Not My Idea of Heaven by Lindsey Rosa

Now before I start telling you about this book I will let you into a little secret. I’ve read a few of these types of memoirs but I always have an overwhelming sense of guilt when I enjoy them. Not because I enjoy people’s hardships, or difficult lives but because occasionally I come across one that is really well written, which transports me (much like a work of fiction) into a completely different world.  I always ponder why reading about the struggles people face in their lives is such a fascinating read, memoirs are exceptionally popular – even the most gruesome ones. The main conclusion I find myself coming to is that the ability to expand our knowledge of the world and the people in it is something that people are inclined to move towards. I am genuinely intrigued to learn about the lives of other people, as I find the strength of other individuals can illustrate how strong we are as human beings. Furthermore, the minor things in life that get blown out of proportion are very much put into perspective.

What is it?
Not My Idea of Heaven is Lindsey Rosa’s tale of her journey from a religious sect, to removing herself from this restrictive lifestyle.
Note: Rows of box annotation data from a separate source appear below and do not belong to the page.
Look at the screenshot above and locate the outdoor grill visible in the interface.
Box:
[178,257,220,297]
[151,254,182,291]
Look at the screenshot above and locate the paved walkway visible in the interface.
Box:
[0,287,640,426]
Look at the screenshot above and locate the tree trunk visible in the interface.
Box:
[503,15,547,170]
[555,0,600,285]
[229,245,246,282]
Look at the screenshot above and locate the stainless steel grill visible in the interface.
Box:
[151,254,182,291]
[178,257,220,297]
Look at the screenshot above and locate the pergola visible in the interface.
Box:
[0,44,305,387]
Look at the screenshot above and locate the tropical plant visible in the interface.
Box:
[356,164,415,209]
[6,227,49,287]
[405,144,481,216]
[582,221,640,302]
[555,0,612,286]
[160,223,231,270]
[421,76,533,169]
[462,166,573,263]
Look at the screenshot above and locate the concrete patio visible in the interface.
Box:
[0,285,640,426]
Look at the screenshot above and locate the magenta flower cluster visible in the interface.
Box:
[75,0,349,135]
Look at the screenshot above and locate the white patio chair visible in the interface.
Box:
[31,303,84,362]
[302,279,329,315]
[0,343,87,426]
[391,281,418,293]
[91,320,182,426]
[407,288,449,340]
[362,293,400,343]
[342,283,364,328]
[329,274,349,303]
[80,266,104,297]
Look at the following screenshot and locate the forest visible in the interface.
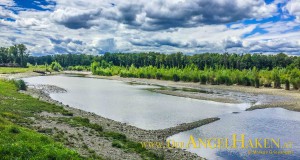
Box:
[0,44,300,90]
[28,52,300,70]
[0,44,29,67]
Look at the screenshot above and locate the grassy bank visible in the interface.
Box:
[0,80,84,159]
[0,65,46,74]
[0,80,163,160]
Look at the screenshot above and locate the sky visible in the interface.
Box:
[0,0,300,56]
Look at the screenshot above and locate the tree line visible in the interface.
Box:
[28,52,300,70]
[0,44,29,67]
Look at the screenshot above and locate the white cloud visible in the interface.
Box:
[0,0,15,6]
[0,0,300,55]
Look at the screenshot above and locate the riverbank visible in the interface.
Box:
[0,73,211,160]
[2,71,297,159]
[82,72,300,112]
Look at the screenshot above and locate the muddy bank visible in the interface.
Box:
[85,74,300,111]
[22,87,219,160]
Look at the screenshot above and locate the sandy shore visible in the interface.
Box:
[0,71,300,159]
[82,72,300,112]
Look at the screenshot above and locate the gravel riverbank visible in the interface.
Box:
[0,71,300,159]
I feel awful for not connecting with the narrator of these memoirs but much of her discourse I found incredulous. Often when she is depicting situations that have happened, she tends to pawn off the blame onto someone else which can often feel infuriating. It is hard to determine throughout whether the perspective of events is a retrospective one, or an account of the thoughts she had at the time of each.
As memoirs go, it is not particularly dismal. The factors that influence who she is in the world today are heart wrenching, and her upbringing must have been simply horrendous. Her struggles with her mental illness and eating disorder are equally distressing. However, her memoirs are full of swift movement. Each event she discusses is moved on from, and despite her beginnings, she does not seem to beg for sympathy unlike some of the other memoir style books I have read do.
Why should you read it?
After reading this memoir I felt extremely grateful for the things that I have in life, the stable childhood I received and the path of life that I have developed. If you do not like reading memoir books then obviously this would not be a good read, but if you have an inner nosy parker, and find the lives of those who have suffered fascinating then this is one of the better ones.
Have you read this book, what did you think? If not do you think you will?